Transport et infrastructures

La Chine entre au ralenti dans l’ère des trains à grande vitesse

Le lancement officiel du nouveau service chinois de trains à grande vitesse a été contrarié mercredi par une panne de moteur qui a paralysé le trafic ferroviaire pendant cinq heures dans le sud du pays, ont rapporté les médias officiels.
Le nouveau réseau doit permettre à 140 trains d’atteindre 200 km/h sur 6.000 kilomètres de lignes dédiées à la grande vitesse, selon Chine nouvelle.
Selon le ministère des Chemins de fer interrogé par l’AFP, 52 trains rapides capables de rouler à 250 km/h en vitesse de pointe ont été mis en service mercredi sur de courtes distance pour commencer.
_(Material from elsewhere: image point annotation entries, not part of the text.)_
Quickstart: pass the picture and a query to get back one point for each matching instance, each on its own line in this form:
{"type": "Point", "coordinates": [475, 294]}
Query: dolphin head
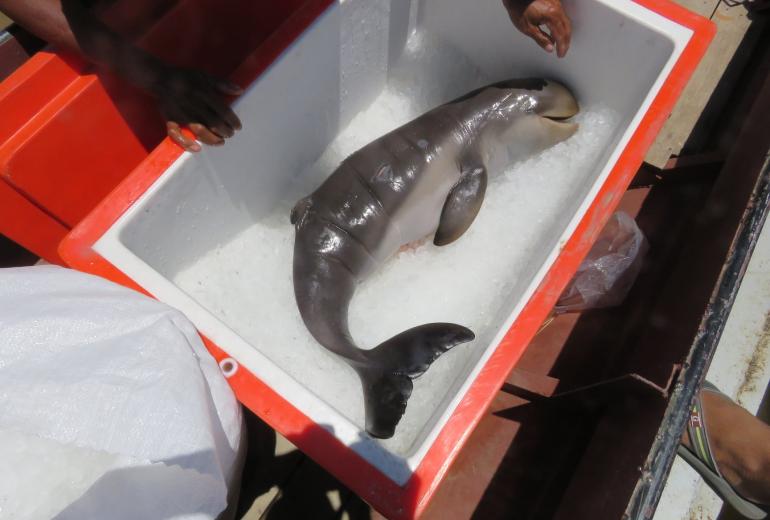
{"type": "Point", "coordinates": [554, 105]}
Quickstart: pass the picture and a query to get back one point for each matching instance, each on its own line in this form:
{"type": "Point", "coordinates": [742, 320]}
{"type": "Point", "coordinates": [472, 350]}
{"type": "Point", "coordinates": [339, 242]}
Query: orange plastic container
{"type": "Point", "coordinates": [68, 136]}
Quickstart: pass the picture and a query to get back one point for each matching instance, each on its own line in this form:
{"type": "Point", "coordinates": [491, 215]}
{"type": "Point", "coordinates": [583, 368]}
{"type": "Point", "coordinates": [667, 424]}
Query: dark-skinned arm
{"type": "Point", "coordinates": [185, 97]}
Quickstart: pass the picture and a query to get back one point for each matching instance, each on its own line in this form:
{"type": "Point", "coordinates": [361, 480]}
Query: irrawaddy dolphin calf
{"type": "Point", "coordinates": [425, 178]}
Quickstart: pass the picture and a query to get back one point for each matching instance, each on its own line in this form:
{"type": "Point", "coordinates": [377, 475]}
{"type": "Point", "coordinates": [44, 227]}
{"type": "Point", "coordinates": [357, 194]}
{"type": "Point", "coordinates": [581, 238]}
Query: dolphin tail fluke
{"type": "Point", "coordinates": [387, 379]}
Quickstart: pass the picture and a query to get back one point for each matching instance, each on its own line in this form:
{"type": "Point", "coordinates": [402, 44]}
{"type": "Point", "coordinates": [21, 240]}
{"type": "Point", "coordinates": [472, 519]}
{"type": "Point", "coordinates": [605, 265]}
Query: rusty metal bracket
{"type": "Point", "coordinates": [685, 169]}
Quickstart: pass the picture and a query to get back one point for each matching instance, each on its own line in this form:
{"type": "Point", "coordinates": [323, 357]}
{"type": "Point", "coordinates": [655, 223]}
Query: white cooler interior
{"type": "Point", "coordinates": [212, 235]}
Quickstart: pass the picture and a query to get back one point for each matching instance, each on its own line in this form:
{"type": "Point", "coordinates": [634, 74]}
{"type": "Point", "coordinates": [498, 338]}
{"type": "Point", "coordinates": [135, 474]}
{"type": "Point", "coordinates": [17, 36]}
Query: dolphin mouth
{"type": "Point", "coordinates": [560, 127]}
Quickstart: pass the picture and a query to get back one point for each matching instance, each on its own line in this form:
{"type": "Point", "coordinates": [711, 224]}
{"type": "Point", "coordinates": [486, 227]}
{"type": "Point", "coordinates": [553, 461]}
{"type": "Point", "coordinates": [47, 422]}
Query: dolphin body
{"type": "Point", "coordinates": [427, 177]}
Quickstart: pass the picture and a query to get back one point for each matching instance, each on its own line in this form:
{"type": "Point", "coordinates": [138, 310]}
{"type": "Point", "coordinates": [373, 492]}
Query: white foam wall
{"type": "Point", "coordinates": [212, 236]}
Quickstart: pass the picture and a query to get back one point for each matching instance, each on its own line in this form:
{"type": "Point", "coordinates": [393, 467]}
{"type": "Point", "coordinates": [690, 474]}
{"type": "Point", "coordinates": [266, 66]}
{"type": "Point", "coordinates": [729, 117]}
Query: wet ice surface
{"type": "Point", "coordinates": [475, 282]}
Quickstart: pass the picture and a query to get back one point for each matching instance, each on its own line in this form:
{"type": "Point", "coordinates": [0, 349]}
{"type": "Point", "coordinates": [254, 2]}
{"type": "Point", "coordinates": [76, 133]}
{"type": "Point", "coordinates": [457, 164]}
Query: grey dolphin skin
{"type": "Point", "coordinates": [425, 178]}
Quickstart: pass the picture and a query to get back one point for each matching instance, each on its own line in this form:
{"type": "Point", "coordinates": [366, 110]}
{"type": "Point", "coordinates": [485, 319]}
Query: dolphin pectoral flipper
{"type": "Point", "coordinates": [387, 375]}
{"type": "Point", "coordinates": [462, 205]}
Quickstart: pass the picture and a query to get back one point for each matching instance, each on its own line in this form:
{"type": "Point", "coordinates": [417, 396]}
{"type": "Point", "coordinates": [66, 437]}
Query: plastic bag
{"type": "Point", "coordinates": [610, 269]}
{"type": "Point", "coordinates": [111, 406]}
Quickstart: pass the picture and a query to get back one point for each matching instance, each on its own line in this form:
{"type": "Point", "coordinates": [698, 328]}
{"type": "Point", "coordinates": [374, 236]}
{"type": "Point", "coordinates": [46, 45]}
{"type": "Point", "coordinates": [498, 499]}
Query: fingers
{"type": "Point", "coordinates": [175, 133]}
{"type": "Point", "coordinates": [221, 117]}
{"type": "Point", "coordinates": [206, 135]}
{"type": "Point", "coordinates": [561, 32]}
{"type": "Point", "coordinates": [540, 37]}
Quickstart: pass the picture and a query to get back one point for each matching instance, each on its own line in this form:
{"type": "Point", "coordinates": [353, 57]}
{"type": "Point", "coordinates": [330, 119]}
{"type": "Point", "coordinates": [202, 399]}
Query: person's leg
{"type": "Point", "coordinates": [740, 444]}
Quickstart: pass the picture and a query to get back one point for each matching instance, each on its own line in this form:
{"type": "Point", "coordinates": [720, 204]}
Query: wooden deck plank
{"type": "Point", "coordinates": [732, 24]}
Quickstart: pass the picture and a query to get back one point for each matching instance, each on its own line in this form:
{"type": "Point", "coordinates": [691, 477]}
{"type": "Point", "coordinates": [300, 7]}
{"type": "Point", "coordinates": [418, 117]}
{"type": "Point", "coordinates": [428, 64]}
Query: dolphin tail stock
{"type": "Point", "coordinates": [388, 370]}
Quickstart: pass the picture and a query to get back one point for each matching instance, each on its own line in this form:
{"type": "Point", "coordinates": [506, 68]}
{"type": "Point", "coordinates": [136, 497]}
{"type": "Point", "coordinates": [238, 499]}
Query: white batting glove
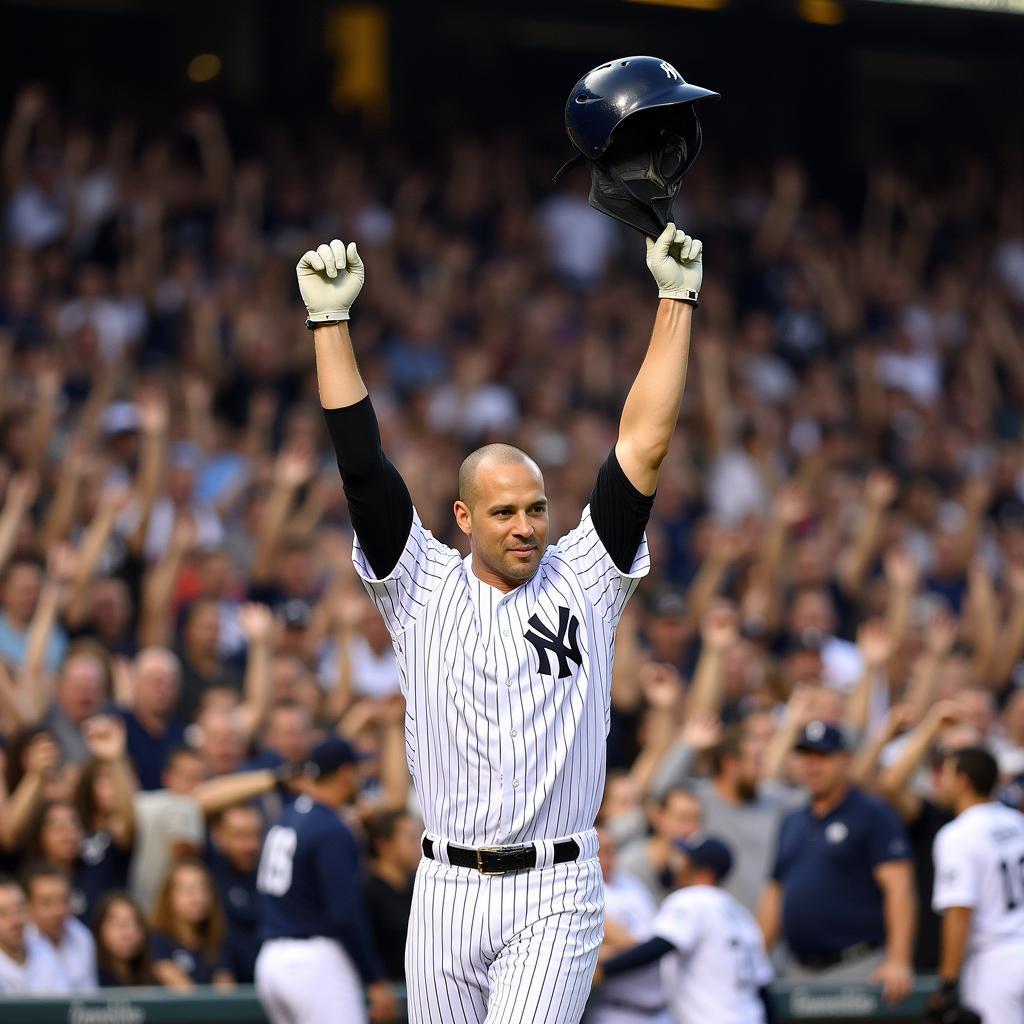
{"type": "Point", "coordinates": [674, 260]}
{"type": "Point", "coordinates": [330, 279]}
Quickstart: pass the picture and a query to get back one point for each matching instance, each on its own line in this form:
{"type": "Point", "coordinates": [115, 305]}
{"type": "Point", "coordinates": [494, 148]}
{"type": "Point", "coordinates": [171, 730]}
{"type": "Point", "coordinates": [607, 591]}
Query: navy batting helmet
{"type": "Point", "coordinates": [632, 120]}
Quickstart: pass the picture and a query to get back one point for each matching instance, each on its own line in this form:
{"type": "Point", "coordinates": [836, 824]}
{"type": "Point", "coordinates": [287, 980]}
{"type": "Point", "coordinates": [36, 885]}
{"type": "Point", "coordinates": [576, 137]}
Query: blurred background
{"type": "Point", "coordinates": [839, 534]}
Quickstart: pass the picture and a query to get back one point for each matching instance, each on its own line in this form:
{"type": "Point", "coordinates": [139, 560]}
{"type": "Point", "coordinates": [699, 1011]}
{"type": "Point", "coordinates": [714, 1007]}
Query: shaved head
{"type": "Point", "coordinates": [489, 455]}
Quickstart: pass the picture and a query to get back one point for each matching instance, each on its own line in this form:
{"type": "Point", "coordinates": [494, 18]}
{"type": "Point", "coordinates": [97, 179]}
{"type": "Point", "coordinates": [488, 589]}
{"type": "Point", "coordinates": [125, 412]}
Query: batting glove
{"type": "Point", "coordinates": [674, 260]}
{"type": "Point", "coordinates": [330, 279]}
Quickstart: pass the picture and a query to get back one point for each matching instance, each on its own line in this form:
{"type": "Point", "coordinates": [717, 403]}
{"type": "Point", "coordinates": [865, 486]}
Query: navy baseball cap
{"type": "Point", "coordinates": [706, 851]}
{"type": "Point", "coordinates": [820, 737]}
{"type": "Point", "coordinates": [328, 757]}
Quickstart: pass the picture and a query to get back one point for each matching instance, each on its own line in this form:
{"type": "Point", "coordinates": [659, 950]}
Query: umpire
{"type": "Point", "coordinates": [842, 888]}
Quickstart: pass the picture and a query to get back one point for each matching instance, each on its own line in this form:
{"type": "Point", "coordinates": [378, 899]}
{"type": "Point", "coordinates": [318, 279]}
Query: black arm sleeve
{"type": "Point", "coordinates": [647, 952]}
{"type": "Point", "coordinates": [620, 512]}
{"type": "Point", "coordinates": [378, 499]}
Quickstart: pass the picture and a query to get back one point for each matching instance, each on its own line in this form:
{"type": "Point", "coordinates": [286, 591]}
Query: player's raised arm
{"type": "Point", "coordinates": [330, 281]}
{"type": "Point", "coordinates": [648, 419]}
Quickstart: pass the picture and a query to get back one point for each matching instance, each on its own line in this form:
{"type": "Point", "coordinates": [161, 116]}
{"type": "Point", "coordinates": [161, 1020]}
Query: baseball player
{"type": "Point", "coordinates": [979, 891]}
{"type": "Point", "coordinates": [635, 997]}
{"type": "Point", "coordinates": [506, 666]}
{"type": "Point", "coordinates": [714, 967]}
{"type": "Point", "coordinates": [317, 944]}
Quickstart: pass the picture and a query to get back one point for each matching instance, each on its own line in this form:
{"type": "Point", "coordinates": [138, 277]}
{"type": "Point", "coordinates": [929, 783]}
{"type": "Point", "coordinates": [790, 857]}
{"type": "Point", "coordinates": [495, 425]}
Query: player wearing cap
{"type": "Point", "coordinates": [317, 950]}
{"type": "Point", "coordinates": [979, 891]}
{"type": "Point", "coordinates": [635, 996]}
{"type": "Point", "coordinates": [842, 887]}
{"type": "Point", "coordinates": [714, 968]}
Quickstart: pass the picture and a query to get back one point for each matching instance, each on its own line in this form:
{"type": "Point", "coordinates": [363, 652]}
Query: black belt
{"type": "Point", "coordinates": [632, 1008]}
{"type": "Point", "coordinates": [501, 859]}
{"type": "Point", "coordinates": [819, 962]}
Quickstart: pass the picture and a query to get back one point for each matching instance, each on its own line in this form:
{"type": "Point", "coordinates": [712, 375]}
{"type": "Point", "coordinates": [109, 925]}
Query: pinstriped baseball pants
{"type": "Point", "coordinates": [504, 949]}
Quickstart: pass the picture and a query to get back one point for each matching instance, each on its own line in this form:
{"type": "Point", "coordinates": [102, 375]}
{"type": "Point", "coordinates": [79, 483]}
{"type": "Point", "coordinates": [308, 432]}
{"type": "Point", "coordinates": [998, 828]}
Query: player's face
{"type": "Point", "coordinates": [240, 838]}
{"type": "Point", "coordinates": [508, 523]}
{"type": "Point", "coordinates": [12, 916]}
{"type": "Point", "coordinates": [50, 905]}
{"type": "Point", "coordinates": [190, 897]}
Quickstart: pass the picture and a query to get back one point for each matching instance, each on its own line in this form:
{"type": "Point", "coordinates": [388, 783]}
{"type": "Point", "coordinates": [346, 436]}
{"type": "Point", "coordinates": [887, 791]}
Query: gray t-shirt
{"type": "Point", "coordinates": [162, 818]}
{"type": "Point", "coordinates": [750, 829]}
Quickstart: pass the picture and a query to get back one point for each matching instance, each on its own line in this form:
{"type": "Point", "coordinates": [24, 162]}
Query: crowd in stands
{"type": "Point", "coordinates": [837, 595]}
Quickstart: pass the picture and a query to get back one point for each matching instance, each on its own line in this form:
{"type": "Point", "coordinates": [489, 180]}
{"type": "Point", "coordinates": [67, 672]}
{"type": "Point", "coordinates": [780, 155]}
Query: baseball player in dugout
{"type": "Point", "coordinates": [979, 891]}
{"type": "Point", "coordinates": [506, 666]}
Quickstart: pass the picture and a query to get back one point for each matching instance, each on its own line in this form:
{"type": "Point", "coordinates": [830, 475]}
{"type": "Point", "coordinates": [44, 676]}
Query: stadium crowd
{"type": "Point", "coordinates": [837, 596]}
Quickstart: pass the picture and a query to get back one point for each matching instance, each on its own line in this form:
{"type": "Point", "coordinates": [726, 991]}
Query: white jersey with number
{"type": "Point", "coordinates": [719, 961]}
{"type": "Point", "coordinates": [507, 694]}
{"type": "Point", "coordinates": [979, 863]}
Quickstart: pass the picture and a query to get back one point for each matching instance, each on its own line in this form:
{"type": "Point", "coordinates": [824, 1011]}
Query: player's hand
{"type": "Point", "coordinates": [896, 980]}
{"type": "Point", "coordinates": [383, 1006]}
{"type": "Point", "coordinates": [944, 1007]}
{"type": "Point", "coordinates": [330, 279]}
{"type": "Point", "coordinates": [674, 260]}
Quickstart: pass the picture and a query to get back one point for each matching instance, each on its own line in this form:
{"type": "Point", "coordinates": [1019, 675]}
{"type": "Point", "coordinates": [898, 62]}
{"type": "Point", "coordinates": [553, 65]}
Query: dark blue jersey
{"type": "Point", "coordinates": [309, 884]}
{"type": "Point", "coordinates": [825, 865]}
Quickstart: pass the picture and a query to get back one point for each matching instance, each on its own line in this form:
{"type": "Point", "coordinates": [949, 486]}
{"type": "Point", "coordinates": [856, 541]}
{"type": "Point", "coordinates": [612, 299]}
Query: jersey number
{"type": "Point", "coordinates": [1014, 898]}
{"type": "Point", "coordinates": [274, 875]}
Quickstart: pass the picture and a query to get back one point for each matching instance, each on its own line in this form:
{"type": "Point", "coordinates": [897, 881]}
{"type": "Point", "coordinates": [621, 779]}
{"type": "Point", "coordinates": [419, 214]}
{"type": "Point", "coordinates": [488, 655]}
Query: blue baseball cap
{"type": "Point", "coordinates": [328, 757]}
{"type": "Point", "coordinates": [820, 737]}
{"type": "Point", "coordinates": [709, 852]}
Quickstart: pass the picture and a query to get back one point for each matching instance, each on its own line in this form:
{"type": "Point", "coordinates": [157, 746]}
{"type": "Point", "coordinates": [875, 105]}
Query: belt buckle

Mais un problème technique a terni la prestation technologique.
La locomotive d’un train parti de Guangzhou (Canton) a connu un « problème mécanique », ralentissant la circulation ferroviaire pendant cinq heures dans la région. 32 trains, dont 21 à grande vitesse, ont été affectés, selon Chine nouvelle.
Des responsables des chemins de fer de Guangzhou n’ont pas voulu dire si la panne avait touché un des trains rapides.

Selon Chine Nouvelle, le nombre des locomotives rapides, siglées CRH (China Railway High-speed), devrait atteindre 257 d’ici à la fin de l’année.
Il s’agit de la sixième augmentation de vitesse depuis 1997. Les trains circulaient alors à 60 km/h, contre 160 km/h aujourd’hui.
Les 15 premières locomotives CRH avaient été lancées en grande pompe en février, entrant en service commercial pour la période du Nouvel An lunaire de grandes migrations familiales, généralement critique pour un réseau ferroviaire saturé par le transport des voyageurs et le fret.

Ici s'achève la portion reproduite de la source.